Archiv für Juli, 2017

Belle de jour

Posted in Hollywood, SZ-Cinemathek with tags on 28. Juli 2017 by lady8jane
Belle de jour von Luis Buñuel

Belle de jour von Luis Buñuel

Séverine, die sehr zurückhaltende Frau von Pierre, wird von masochistischen Phantasien heimgesucht, die ihre sexuelle Frustration erkennen lassen. Von Neugier getrieben besucht sie heimlich ein Bordell und wird zur „Belle de Jour“, das dritte Mädchen in Madame Anaïs‘ diskretem Etablissement. Durch die Befriedigung der Wünsche ihrer Klienten scheint sie ihren inneren Frieden gefunden zu haben bis Marcel, ein regelmäßiger Besucher des Bordells, Séverine ganz für sich allein haben will …

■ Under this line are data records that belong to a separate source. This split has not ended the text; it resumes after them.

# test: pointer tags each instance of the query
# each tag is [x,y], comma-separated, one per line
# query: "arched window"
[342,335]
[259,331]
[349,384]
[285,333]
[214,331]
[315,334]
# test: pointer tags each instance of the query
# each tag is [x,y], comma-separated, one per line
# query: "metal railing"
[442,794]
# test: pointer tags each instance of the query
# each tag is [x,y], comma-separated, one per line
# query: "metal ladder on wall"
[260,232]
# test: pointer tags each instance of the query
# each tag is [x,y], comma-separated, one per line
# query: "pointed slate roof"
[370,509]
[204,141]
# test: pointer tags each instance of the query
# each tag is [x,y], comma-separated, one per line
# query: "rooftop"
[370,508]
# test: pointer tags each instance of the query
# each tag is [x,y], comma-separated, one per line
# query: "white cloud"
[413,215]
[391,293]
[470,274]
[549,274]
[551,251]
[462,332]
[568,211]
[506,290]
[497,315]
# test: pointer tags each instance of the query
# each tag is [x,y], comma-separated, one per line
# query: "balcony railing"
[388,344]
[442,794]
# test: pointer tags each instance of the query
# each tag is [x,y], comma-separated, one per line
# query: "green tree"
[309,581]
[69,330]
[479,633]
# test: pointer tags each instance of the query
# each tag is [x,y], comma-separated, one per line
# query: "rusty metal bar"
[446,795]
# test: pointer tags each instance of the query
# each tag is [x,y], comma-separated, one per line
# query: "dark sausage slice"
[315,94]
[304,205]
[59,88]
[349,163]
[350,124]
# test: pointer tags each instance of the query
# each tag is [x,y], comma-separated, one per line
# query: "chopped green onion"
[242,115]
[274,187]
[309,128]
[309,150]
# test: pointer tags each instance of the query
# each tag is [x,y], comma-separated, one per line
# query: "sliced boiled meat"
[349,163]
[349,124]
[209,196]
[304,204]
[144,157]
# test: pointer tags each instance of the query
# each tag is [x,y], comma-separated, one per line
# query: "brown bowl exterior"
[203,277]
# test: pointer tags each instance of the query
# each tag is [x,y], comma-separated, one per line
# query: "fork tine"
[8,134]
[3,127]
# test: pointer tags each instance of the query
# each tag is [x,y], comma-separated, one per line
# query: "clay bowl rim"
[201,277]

Vielleicht braucht man einen Spanier, um einen guten französischen Film zu machen … Denn „Belle de jour“ von Luis Buñuel ist genau das, was man von einem intelligenten, anspruchsvollen, französischen Film erwartet. Er zeichnet seine Charaktere mit leichter Hand und doch sehr tief. Er provoziert (unter anderem mit den masochistischen Phantasien Séverines) und konfrontiert den Zuschauer mit seinen eigenen Wünschen.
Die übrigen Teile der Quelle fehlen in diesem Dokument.